In the sample code accompanying this article, this technique is implemented in the RedirectedHwndHost class.

MDI Demo

Many people have noted that WPF does not support the Multiple Document Interface (MDI) style of user interfaces out-of-the-box. The reason for this is the age-old rationalization that we believed our time was better spent working on other features. At the time, MDI user interfaces were being deemphasized in favor of other options like tabbed interfaces. MSDN even has this discouraging language on its section on Multiple Document Interfaces:

Many new and intermediate users find it difficult to learn to use MDI applications. Therefore, you should consider other models for your user interface. However, you can use MDI for applications which do not easily fit into an existing model.

We posted our position on the matter way back in 2005. However, MDI continues to be a very popular user interface model in certain types of applications. Since WPF is a very powerful platform, it is fairly straightforward to roll your own MDI solution. Indeed, there are already many MDI solutions for WPF provided by third parties. Some are very simple technology walkthroughs, while others are professional-quality offerings. A quick Bing search shows some of what is available (this is not an exhaustive list!):

Many of these solutions suffer from the airspace issues discussed in this article, so I thought it would be instructive to show how to incorporate the various mitigation techniques in an MDI application. In the demo application on microsoftdwayneneed.codeplex.com, I have demonstrated building a proprietary MDI-ish solution primarily because I do not want to endorse any particular third-party offering. While the guidance we are providing is designed to assist all developers in mitigating the airspace issues in WPF applications, it should be of particular use to developers of MDI solutions, and to enterprise developers who are willing to roll their own solutions.
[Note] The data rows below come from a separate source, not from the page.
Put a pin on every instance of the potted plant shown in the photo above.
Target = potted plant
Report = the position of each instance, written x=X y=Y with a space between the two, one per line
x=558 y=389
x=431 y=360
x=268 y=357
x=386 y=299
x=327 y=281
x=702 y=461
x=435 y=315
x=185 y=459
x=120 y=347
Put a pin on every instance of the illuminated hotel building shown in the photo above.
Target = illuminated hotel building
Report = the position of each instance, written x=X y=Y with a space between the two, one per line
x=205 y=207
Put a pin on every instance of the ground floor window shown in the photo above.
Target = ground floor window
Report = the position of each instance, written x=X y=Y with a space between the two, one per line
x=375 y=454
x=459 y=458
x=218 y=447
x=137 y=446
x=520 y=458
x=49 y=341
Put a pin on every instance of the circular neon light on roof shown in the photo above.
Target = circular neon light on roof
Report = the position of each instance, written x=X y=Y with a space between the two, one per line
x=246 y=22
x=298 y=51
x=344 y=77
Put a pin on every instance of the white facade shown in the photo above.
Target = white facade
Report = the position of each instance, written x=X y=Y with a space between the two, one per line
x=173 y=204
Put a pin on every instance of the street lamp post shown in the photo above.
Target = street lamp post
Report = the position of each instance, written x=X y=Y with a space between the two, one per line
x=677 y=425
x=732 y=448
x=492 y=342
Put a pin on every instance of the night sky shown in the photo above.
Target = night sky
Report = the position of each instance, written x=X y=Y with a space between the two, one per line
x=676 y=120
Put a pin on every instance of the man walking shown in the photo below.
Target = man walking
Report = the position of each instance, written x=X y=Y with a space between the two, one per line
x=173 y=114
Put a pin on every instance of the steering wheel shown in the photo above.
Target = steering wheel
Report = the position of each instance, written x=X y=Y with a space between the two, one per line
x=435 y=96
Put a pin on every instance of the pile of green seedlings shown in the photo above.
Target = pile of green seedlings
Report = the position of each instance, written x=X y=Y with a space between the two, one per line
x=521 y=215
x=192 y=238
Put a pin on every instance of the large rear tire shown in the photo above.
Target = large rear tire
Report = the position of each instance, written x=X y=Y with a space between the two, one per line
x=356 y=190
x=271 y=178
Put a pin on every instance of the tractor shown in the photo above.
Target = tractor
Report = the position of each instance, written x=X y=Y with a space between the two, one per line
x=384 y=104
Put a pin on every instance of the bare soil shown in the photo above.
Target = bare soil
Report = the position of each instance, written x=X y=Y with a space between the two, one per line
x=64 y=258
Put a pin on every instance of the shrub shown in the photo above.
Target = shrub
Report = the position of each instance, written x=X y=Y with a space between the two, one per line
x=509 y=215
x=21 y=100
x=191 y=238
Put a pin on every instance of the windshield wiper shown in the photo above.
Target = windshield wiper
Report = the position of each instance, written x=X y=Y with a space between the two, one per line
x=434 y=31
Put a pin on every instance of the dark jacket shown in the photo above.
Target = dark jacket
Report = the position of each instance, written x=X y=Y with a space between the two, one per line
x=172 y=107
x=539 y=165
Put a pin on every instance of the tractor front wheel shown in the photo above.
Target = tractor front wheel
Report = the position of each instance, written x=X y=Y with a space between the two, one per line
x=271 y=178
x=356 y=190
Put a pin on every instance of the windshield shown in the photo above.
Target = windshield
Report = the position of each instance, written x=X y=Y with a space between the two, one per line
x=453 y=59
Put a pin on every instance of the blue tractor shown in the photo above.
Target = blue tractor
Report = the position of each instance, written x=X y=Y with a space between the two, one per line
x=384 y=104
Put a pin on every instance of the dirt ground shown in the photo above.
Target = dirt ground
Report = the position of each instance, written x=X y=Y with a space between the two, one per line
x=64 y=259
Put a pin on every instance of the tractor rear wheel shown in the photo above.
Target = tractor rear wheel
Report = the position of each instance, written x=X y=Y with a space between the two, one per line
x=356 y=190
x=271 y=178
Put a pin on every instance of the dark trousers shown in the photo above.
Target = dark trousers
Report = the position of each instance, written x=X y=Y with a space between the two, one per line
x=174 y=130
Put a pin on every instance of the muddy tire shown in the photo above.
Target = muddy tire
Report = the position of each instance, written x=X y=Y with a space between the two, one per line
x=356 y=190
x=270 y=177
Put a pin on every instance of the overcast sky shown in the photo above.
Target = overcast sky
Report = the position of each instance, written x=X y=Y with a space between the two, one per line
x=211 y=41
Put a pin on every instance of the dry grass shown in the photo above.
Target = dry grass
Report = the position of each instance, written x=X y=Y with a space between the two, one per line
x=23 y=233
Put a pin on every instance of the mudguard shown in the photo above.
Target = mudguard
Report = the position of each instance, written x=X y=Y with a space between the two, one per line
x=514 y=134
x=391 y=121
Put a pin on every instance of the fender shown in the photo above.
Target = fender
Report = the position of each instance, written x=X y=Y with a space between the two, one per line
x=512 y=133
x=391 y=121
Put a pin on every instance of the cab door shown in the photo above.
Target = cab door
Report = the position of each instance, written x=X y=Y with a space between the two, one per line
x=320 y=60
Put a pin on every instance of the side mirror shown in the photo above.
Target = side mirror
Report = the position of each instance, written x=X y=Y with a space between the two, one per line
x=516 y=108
The demo application lets you interactively adjust many settings to turn on/off the various of the techniques discussed in this article.  However, it is fair to say that there are still some significant problems, especially in the redirection technique.  One particularly vexing problem is that some sequence causes menus to no longer respond to the mouse.  I would normally hold off publishing this whitepaper until I had resolved the issue.  However, I think the bulk of the content of this post will be of interest (maybe even use) to some of you, and don’t want to hold up publishing indefinitely.  It would be great if sufficiently interested and motivated readers would take the information I have presented and run with it.